Comment l’élite canadienne entend passer à l’offensive

Depuis l’élection du 4 septembre, une grande partie des médias canadiens est sur le pied de guerre. Le Globe and Mail (le porte-parole de l’élite), le National Post (droite conservatrice) et même les médias « libéraux » (comme le Toronto Star) préviennent l’opinion des menaces imminentes que cette élection porte contre la « démocratie canadienne ».

Les médias-poubelles, dont le réseau Quebecor au Canada anglais et d’autres publications comme le Huffington Post sont moins polis et reproduisent à des degrés divers deux idées principales :

 Le PQ et le mouvement souverainiste sont l’équivalent, sous une version à peine plus soft, des Nazis. Par ailleurs, Charest est un voleur et Legault est un imbécile. Le « peuple » québécois (qu’on met avec des guillemets) est une grosse gang de bougons, chialeux, corrompus et paresseux.

 Le gouvernement péquiste est hostile à toute forme de développement économique et de revenu. La province est ruinée, irrémédiablement condamnée à la pauvreté et au chômage. Les maîtres du jeu sont les syndicats, les étudiants et les mouvements « extrémistes ».

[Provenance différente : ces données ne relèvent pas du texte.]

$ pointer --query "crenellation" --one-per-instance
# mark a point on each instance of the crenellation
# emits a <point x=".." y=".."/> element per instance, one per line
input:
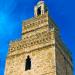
<point x="40" y="51"/>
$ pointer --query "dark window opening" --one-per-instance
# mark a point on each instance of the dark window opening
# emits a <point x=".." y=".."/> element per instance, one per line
<point x="39" y="11"/>
<point x="28" y="63"/>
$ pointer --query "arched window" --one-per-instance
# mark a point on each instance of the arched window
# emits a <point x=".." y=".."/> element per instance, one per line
<point x="28" y="63"/>
<point x="39" y="11"/>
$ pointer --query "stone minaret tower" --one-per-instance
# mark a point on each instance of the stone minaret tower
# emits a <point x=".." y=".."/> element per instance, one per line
<point x="40" y="51"/>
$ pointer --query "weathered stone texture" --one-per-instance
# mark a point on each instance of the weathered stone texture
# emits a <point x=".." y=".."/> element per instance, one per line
<point x="41" y="41"/>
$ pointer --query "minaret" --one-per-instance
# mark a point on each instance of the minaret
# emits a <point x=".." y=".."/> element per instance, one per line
<point x="40" y="8"/>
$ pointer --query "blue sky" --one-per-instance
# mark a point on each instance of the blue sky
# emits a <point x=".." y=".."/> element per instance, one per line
<point x="13" y="12"/>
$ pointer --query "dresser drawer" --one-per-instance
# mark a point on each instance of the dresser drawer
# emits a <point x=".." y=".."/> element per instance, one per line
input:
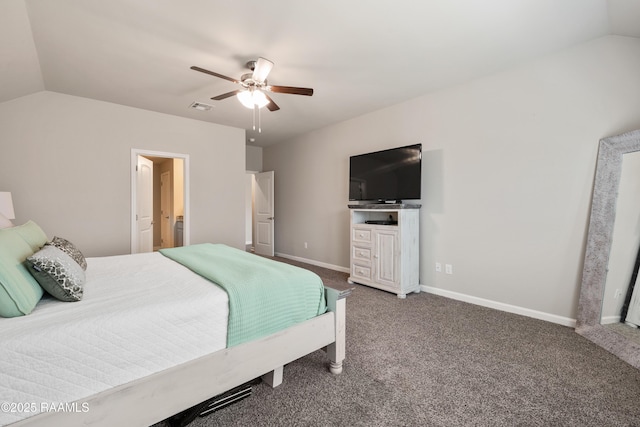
<point x="361" y="235"/>
<point x="360" y="272"/>
<point x="360" y="254"/>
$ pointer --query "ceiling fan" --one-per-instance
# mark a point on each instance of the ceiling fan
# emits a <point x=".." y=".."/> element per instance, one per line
<point x="254" y="85"/>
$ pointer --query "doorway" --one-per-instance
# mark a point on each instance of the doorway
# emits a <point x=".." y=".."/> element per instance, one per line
<point x="260" y="213"/>
<point x="166" y="195"/>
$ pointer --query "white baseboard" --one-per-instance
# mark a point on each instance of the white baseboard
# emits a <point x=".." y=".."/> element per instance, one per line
<point x="565" y="321"/>
<point x="607" y="320"/>
<point x="313" y="262"/>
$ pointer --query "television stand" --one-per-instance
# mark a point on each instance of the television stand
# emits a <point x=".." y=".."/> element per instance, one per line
<point x="381" y="222"/>
<point x="385" y="247"/>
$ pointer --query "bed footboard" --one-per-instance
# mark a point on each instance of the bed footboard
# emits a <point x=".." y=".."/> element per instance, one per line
<point x="336" y="302"/>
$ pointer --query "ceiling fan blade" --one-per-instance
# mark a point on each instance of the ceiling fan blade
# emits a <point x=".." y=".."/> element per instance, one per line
<point x="272" y="106"/>
<point x="290" y="89"/>
<point x="202" y="70"/>
<point x="262" y="69"/>
<point x="226" y="95"/>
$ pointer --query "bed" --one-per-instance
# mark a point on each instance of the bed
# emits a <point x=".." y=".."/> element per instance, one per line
<point x="150" y="338"/>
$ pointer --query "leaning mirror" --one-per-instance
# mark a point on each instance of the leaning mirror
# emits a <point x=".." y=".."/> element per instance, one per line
<point x="609" y="301"/>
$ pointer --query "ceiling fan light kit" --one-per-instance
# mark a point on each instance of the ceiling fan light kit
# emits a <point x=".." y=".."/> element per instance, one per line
<point x="252" y="98"/>
<point x="254" y="85"/>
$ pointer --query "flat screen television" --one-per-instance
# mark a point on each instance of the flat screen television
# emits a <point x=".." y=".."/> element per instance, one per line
<point x="387" y="175"/>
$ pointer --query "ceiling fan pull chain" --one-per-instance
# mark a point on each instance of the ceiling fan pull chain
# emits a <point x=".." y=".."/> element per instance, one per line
<point x="254" y="117"/>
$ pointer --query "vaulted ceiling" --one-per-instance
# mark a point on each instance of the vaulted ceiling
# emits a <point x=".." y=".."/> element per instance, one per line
<point x="358" y="55"/>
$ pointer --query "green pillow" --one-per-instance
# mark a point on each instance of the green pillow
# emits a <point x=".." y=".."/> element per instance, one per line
<point x="19" y="291"/>
<point x="32" y="234"/>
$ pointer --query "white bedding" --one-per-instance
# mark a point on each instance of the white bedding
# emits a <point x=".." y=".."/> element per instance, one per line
<point x="140" y="314"/>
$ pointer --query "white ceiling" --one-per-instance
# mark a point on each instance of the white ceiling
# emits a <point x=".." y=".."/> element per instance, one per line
<point x="358" y="55"/>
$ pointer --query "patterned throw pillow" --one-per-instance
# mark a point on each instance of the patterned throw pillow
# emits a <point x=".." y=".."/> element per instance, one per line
<point x="57" y="273"/>
<point x="69" y="248"/>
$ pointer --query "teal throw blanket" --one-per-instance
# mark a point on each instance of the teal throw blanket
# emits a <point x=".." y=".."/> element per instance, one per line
<point x="265" y="296"/>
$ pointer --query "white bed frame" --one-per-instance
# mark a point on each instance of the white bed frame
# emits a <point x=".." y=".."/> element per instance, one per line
<point x="159" y="396"/>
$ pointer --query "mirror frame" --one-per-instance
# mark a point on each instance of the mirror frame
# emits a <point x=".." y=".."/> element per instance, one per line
<point x="603" y="213"/>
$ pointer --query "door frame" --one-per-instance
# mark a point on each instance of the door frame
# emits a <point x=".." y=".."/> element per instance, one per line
<point x="135" y="152"/>
<point x="270" y="250"/>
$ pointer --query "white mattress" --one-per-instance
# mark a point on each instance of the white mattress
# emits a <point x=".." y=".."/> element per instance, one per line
<point x="140" y="314"/>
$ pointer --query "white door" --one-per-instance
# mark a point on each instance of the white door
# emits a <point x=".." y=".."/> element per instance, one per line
<point x="166" y="197"/>
<point x="144" y="204"/>
<point x="263" y="225"/>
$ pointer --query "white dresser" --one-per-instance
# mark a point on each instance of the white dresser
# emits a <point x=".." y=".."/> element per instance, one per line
<point x="385" y="247"/>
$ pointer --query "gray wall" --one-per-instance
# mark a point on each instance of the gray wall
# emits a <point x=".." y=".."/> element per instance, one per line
<point x="508" y="167"/>
<point x="66" y="161"/>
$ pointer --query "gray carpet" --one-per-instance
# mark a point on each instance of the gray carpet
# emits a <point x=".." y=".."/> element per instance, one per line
<point x="432" y="361"/>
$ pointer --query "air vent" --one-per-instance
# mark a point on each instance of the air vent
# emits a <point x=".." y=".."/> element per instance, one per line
<point x="201" y="106"/>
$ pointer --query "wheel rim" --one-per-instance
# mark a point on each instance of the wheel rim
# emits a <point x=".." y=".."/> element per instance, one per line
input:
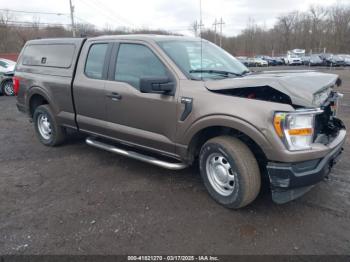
<point x="221" y="175"/>
<point x="44" y="126"/>
<point x="8" y="88"/>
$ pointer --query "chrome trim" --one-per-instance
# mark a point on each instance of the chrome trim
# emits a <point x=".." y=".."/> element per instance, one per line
<point x="306" y="111"/>
<point x="148" y="159"/>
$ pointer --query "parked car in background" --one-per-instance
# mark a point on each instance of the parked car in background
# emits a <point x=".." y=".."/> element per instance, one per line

Le message est que le gouvernement Harper ne doit surtout pas céder au « chantage ». On ne peut rien négocier avec le Québec (quelque soit le gouvernement d’ailleurs). « Une chance » disent-ils, le PQ est faible et donc, il faut le confronter et éventuellement, l’anéantir. Si vous ne me croyez pas, faites-vous souffrir en parcourant le Globe and Mail ou le National Post. Si vous êtes un peu maso, lisez le Toronto Sun ou le Ottawa Sun (propriétés de notre ami PKP). Il y a entre les lignes des textes de véritables appels au meurtre, politiquement parlant. Cela annonce, je crois, ce qui s’en vient dans les prochains mois.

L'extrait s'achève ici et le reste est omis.